The BH3 mimetic ABT-737 sensitises human melanoma cells to apoptosis induced by selective BRAF inhibitors but does not reverse acquired resistance
Menée sur des lignées cellulaires, cette étude suggère que l'ajout d'un composé appelé ABT-737, un inhibiteur BH3 mimétique ciblant des protéines de la famille Bcl-2, à un inhibiteur de BRAF pourrait améliorer la réponse thérapeutique initiale chez des patients atteints d'un mélanome présentant une mutation V600E du gène BRAF, mais n'aurait pas d'effet chez les patients dont les tumeurs sont devenues résistantes au traitement
Although the introduction of selective BRAF inhibitors has been a major advance in treatment of metastatic melanoma, approximately 50% of patients have limited responses including stabilisation of disease or no response at all. The present study aims to identify a novel means of overcoming resistance of melanoma to killing by BRAF inhibitors. We examined the influence of the BH3 mimetic ABT-737 on induction of apoptosis by the selective BRAF inhibitor PLX4720 in melanoma cells with or without BRAF V600E mutation. Included were cell lines established from four patients before and during treatment with selective BRAF inhibitors and 3D spheroids derived from these cell lines. Cell lines with no or low sensitivity to PLX4720 underwent synergistic increases and increased rates of apoptosis when combined with ABT-737. This degree of synergism was not seen in cell lines without BRAF V600E mutations. Apoptosis was mediated through the mitochondrial pathway and was due in part to upregulation of Bim as shown by inhibition of apoptosis following siRNA knockdown of Bim.

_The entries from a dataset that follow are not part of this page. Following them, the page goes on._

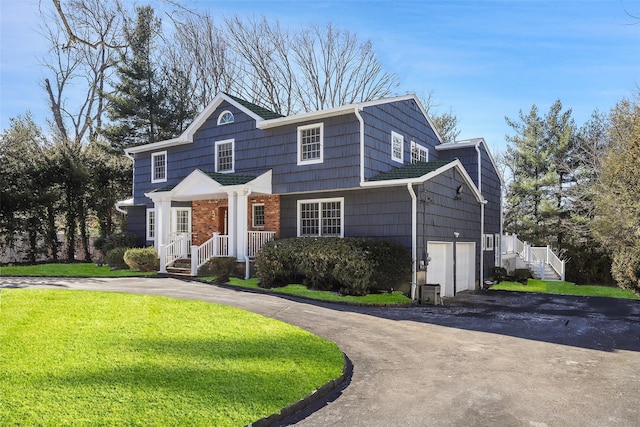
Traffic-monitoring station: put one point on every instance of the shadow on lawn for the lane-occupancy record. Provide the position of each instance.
(598, 323)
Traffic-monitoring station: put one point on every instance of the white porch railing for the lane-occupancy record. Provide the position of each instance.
(257, 239)
(177, 248)
(536, 257)
(218, 246)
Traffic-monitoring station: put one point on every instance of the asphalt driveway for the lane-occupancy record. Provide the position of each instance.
(495, 358)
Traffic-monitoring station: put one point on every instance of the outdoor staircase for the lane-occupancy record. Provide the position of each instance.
(180, 267)
(548, 274)
(542, 261)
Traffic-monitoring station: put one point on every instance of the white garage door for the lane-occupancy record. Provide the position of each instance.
(465, 266)
(440, 269)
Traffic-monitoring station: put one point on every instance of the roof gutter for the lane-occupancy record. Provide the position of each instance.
(356, 110)
(414, 239)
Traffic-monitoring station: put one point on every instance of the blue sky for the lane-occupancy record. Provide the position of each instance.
(483, 60)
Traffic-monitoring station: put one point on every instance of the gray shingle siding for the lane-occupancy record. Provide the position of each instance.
(403, 117)
(387, 212)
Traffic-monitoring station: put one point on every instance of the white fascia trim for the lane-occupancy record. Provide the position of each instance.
(199, 186)
(472, 143)
(344, 109)
(123, 204)
(187, 136)
(419, 180)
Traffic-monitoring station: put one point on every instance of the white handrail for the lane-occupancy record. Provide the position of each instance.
(555, 262)
(217, 245)
(176, 248)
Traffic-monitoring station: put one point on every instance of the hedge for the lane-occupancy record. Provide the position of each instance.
(352, 266)
(143, 259)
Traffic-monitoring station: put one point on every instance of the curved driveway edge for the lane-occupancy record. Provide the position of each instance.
(491, 359)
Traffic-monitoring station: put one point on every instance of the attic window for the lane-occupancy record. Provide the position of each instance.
(397, 147)
(225, 117)
(418, 153)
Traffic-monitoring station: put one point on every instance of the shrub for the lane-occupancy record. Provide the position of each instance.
(499, 274)
(115, 258)
(143, 259)
(625, 269)
(522, 275)
(353, 266)
(392, 263)
(118, 240)
(221, 267)
(277, 262)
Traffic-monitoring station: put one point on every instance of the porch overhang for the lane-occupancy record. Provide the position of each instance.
(413, 174)
(200, 185)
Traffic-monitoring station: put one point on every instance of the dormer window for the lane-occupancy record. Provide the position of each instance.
(225, 117)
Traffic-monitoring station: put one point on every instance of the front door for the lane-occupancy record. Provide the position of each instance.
(223, 220)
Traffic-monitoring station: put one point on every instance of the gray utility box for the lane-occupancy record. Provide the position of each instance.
(430, 294)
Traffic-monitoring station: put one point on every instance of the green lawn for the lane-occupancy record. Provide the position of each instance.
(68, 270)
(565, 288)
(302, 291)
(98, 358)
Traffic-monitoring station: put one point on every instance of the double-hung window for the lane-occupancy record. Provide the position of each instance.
(181, 220)
(418, 153)
(397, 147)
(310, 144)
(224, 156)
(322, 217)
(159, 166)
(258, 215)
(488, 242)
(225, 118)
(151, 224)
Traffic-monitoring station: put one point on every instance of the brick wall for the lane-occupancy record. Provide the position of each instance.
(271, 213)
(206, 216)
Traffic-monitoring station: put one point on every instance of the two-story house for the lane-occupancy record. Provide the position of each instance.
(241, 175)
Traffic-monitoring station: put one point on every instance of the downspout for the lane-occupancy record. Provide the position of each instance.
(247, 262)
(361, 120)
(414, 239)
(482, 203)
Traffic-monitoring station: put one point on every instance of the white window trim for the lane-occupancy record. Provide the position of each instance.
(401, 138)
(253, 215)
(150, 212)
(174, 219)
(419, 148)
(299, 133)
(222, 115)
(320, 201)
(488, 242)
(233, 155)
(153, 167)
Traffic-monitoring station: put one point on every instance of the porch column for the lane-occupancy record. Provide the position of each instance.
(242, 226)
(232, 221)
(163, 227)
(163, 222)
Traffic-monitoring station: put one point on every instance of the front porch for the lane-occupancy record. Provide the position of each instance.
(181, 249)
(210, 215)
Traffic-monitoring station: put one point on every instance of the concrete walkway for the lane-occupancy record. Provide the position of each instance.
(495, 359)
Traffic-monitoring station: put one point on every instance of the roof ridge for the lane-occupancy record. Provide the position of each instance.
(263, 112)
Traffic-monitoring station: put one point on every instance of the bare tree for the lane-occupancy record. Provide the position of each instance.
(79, 73)
(335, 68)
(264, 50)
(202, 52)
(80, 70)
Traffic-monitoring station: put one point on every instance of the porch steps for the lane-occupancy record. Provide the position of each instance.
(549, 273)
(180, 267)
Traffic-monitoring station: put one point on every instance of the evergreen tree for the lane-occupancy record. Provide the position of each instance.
(617, 220)
(541, 166)
(138, 105)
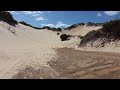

Similar effects were seen in cell lines established from patients prior to treatment but not in lines from patients clinically resistant to the selective BRAF inhibitors and in 3D spheroids derived from these cell lines. These results suggest that combination of selective BRAF inhibitors with ABT-737 or the related orally available compound ABT-263 may increase the degree and rate of responses in previously untreated patients with V600E melanoma but not in those with acquired resistance to these agents.